There are two play areas at the Schwiebert Riverfront Park, located on the Mississippi Riverfront in Rock Island, Ill. One is designated for children 5 years old and under, and the other is for children age 6 and older. Both are extremely popular.
"It's not unusual for us to have 200 to 300 people on the playground throughout the day every day, and there are days when there are more than that," said William Nelson, executive director with Rock Island Park & Recreation.
The playgrounds at Schwiebert Riverfront Park are also electronic, so the manufacturer can track which areas of the park are most popular. "They actually have the ability to track how many games are played and how many calories are burned by playing the game," Nelson said. In 2011, "they did a reading on Schwiebert Park and how many games were played, and we had more games played in that park than in Philadelphia, New York City or New Orleans. We had more games played there than any other installation in North America! We are getting tremendous use."
Thankfully, Nelson and others in the Rock Island Park and Recreation Department thought this might be the case. As a result, they were very selective when determining which playground surfacing to install while the park was being constructed.
"We looked at several different materials," Nelson said. "We bent them, rubbed them, scrapped them and really beat the stuff up, trying to figure out the best solution for us. We selected PlayGuard, because we felt strongly that it was going to survive much better than other material."

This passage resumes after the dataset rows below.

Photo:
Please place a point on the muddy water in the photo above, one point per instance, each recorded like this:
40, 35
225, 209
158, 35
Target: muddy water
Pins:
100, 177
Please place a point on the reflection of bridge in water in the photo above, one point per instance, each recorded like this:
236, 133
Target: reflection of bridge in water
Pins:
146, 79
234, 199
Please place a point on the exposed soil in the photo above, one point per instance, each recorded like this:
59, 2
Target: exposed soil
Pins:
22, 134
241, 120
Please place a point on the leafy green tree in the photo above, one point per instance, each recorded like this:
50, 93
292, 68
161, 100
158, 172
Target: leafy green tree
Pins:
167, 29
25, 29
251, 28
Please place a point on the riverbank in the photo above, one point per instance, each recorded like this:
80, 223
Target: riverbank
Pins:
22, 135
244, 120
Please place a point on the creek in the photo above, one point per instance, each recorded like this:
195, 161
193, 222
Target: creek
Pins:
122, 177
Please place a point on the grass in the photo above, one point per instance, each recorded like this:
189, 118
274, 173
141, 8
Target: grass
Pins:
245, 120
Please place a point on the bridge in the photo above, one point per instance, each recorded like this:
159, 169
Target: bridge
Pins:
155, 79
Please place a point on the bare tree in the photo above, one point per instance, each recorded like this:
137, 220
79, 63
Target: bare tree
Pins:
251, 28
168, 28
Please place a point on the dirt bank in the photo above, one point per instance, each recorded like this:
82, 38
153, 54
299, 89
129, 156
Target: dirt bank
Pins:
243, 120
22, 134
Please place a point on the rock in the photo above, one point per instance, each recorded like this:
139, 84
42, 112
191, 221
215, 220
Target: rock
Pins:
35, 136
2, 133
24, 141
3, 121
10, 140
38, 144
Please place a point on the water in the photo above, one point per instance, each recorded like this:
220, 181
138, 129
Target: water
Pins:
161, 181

Manufactured in the United States by ECORE, a company where recycling meets original thinking, PlayGuard tiles are made from recycled rubber and are designed to reduce the risk of serious injury associated with falls from playground equipment. Any design inspiration or playful color scheme can be implemented with custom color and logo capabilities.
Initially, the Rock Island Park and Recreation Department was thinking about using a poured-in-place surface. "We had seen a number of the poured-in-place ones," Nelson said. "But our experience with all the places we visited that had this type of surfacing was that they were getting worn out very quickly— specifically in the high-use areas. Our expectation for Schwiebert was that it was going to be a very high-use park. We wanted something that had a little more resiliency to it."
There are many benefits to using tiles over poured-in-place surfaces:
- Installation is easier. Poured-in-place must be mixed, leveled and finished on site by a trained professional.
- The tiles feature a 15-year warranty; poured-in-place surfaces typically feature an average 3-to-5-year warranty.
- High-traffic areas resist deterioration.
- Vandalized or damaged areas can be easily fixed.
- Inconsistencies in installation do not affect critical fall height ratings.
- The tiles are fade resistant.
- The surfacing is suitable for rooftop installations.
"What we really liked about PlayGuard was, number one, it had the squares we could interchange if we needed to," Nelson said. "Two, we could do some checker-boarding type patterns with it. It has a motif to it that matches some other checkerboard color schemes throughout the park."
In addition to being easy to repair and replace, the tiles are also simple to clean and require virtually no maintenance.
"We are pretty happy with it," said Nelson. "And, with the type of use that we are getting, frankly, we feel like we have already had six to eight years of use out of the playground, even though it's only been installed two years! The amount of use down there is just incredible."